John Crane, Inc. (JCI) was a manufacturer of asbestos. It sued plaintiff lawyers who had filed asbestos-related cases against it. JCI was a citizen of Illinois. One of the defendant law firms was located in Texas; the other in Pennsylvania. JCI argued that the law firms established sufficient contacts with Illinois when they instituted fraudulent litigation against JCI, an Illinois company. The law firms responded that the lawsuits were filed in Pennsylvania and Texas, not in Illinois. Therefore, there were insufficient contacts with Illinois. Although the lawyers directed document requests, interrogatories against JCI and sent those requests to Illinois, that was not sufficient to allow Illinois to assert jurisdiction over the lawyers. Thus, there was no personal jurisdiction over the defendants and the case was dismissed. The Seventh Circuit agreed with this holding and affirmed the dismissal.
The legal standard used in personal jurisdiction cases is legal boilerplate that adds little to the discussion of whether or not there is jurisdiction.

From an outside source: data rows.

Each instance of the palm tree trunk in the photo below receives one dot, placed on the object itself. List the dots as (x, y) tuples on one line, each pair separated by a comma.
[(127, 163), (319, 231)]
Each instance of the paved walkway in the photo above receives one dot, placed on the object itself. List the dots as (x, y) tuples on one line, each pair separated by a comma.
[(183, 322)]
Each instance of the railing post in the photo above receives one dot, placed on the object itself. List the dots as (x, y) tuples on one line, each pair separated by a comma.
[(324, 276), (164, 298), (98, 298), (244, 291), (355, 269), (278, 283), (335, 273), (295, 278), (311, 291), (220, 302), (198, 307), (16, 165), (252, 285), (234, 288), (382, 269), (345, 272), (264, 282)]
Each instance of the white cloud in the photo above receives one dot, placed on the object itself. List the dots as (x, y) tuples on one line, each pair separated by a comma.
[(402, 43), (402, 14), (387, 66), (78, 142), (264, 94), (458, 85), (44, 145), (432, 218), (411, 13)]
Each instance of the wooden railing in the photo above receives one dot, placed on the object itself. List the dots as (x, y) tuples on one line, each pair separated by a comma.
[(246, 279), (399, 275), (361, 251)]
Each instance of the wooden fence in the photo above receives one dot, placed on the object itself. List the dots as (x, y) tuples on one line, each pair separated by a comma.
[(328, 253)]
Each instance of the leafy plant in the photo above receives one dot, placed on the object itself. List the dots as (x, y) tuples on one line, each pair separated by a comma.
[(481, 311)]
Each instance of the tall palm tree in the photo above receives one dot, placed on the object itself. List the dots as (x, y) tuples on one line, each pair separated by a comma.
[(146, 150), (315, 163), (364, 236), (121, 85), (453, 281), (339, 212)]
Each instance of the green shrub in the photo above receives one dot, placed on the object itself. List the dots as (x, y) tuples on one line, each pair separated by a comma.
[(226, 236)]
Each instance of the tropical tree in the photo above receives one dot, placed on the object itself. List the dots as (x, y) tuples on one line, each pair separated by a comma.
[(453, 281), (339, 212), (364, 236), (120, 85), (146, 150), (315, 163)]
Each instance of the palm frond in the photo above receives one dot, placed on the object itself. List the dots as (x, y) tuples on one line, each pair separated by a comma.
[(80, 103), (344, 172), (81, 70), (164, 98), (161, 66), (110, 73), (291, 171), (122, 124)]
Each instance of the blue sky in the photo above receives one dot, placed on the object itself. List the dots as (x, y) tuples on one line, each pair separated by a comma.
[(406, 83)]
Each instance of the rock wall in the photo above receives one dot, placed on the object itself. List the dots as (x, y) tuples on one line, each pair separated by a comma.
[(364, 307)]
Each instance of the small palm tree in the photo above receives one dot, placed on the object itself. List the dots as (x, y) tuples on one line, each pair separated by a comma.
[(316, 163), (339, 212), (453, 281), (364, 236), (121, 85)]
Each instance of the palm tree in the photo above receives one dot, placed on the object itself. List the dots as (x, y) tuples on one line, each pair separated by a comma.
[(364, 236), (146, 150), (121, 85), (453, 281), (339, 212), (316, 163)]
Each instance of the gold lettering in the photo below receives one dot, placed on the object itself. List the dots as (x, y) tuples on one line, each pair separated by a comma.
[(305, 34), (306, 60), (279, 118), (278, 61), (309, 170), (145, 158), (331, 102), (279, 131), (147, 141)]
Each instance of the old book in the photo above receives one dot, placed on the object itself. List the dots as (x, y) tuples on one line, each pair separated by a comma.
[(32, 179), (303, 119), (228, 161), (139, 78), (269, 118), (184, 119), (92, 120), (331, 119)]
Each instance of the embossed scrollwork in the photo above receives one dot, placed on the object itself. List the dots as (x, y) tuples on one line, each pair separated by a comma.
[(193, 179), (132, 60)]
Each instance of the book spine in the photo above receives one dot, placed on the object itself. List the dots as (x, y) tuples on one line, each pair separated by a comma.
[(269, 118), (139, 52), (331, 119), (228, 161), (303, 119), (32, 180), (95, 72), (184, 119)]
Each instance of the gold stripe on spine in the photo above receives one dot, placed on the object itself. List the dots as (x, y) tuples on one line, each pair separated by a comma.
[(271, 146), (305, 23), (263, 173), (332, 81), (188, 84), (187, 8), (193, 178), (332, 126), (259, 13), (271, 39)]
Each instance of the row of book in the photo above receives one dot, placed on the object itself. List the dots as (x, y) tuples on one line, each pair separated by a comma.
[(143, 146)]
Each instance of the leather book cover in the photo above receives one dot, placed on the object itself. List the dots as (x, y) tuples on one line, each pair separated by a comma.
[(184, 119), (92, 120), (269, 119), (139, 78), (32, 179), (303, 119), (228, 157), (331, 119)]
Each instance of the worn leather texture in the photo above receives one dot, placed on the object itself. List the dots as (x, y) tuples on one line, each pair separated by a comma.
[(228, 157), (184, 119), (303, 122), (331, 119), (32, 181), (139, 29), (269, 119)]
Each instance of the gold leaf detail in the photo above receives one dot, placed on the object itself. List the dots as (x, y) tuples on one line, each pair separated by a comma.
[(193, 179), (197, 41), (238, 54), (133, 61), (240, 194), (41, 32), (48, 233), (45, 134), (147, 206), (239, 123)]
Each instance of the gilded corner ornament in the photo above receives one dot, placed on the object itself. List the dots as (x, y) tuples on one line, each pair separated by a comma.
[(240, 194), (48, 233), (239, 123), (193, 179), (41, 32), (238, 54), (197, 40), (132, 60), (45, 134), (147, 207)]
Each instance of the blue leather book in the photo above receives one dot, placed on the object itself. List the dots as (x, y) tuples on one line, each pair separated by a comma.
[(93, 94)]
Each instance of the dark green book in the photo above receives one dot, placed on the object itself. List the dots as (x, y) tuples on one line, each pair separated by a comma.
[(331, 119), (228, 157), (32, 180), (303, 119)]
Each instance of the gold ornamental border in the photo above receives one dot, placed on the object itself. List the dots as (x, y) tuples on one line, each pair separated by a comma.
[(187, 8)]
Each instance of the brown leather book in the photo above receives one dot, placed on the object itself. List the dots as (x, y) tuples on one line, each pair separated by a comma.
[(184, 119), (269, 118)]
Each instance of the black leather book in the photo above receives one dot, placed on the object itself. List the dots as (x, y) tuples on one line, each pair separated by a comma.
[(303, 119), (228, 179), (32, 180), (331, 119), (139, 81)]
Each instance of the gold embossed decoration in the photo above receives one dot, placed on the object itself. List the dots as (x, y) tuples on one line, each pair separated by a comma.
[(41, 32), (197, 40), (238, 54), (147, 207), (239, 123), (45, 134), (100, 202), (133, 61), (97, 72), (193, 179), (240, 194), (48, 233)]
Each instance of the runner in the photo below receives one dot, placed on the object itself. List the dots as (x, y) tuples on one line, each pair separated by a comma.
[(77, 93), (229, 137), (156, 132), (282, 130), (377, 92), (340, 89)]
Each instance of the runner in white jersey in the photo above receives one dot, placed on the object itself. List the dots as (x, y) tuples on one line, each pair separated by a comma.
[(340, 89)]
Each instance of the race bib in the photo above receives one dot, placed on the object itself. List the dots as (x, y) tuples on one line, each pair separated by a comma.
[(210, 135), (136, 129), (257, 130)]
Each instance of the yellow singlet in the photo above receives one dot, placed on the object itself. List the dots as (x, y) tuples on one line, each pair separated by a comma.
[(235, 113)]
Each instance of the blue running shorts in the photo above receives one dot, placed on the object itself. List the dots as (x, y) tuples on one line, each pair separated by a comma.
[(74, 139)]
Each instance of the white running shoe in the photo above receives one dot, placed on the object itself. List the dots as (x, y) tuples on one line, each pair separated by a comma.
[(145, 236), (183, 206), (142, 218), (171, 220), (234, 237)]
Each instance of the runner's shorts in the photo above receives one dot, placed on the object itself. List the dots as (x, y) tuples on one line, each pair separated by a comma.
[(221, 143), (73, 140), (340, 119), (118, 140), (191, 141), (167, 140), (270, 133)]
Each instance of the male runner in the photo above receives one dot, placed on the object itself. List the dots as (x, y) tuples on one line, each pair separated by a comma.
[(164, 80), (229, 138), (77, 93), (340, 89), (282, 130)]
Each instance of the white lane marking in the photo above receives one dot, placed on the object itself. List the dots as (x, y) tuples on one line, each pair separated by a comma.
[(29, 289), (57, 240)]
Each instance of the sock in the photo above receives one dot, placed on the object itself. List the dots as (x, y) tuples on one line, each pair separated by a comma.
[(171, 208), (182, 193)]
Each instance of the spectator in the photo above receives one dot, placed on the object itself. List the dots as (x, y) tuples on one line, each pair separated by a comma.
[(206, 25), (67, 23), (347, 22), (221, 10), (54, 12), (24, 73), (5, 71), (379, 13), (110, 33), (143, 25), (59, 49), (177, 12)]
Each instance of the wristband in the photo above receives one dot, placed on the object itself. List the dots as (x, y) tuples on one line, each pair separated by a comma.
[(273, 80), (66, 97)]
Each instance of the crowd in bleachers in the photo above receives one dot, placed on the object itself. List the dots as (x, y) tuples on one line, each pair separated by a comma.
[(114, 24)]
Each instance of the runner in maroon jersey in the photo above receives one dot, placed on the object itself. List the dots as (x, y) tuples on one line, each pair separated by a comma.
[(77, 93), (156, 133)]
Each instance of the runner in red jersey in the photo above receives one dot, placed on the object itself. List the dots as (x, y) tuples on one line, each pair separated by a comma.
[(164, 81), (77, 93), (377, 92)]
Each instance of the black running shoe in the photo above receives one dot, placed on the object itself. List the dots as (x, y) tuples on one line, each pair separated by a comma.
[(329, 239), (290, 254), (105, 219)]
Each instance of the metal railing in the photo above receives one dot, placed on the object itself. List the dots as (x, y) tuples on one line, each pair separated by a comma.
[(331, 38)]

“Federal courts ordinarily follow state law in determining the bounds of their jurisdiction over persons.”Walden v. Fiore, 134 S. Ct. 1115, 1121 (2014) (quoting Daimler AG v. Bauman, 134 S. Ct. 746, 753 (2014)). The Illinois long-arm statute requires nothing more than the standard for federal due process: that the defendant have sufficient contacts with the forum state “such that the maintenance of the suit does not offend traditional notions of fair play and substantial justice.” Brook v. McCormley, 873 F.3d 549, 552 (7th Cir. 2017). This vague formulation means that the party being sued has to have taken some action in the state where the lawsuit is brought. Here, suing an Illinois corporation in Texas or Pennsylvania was not sufficient to give Illinois jurisdiction.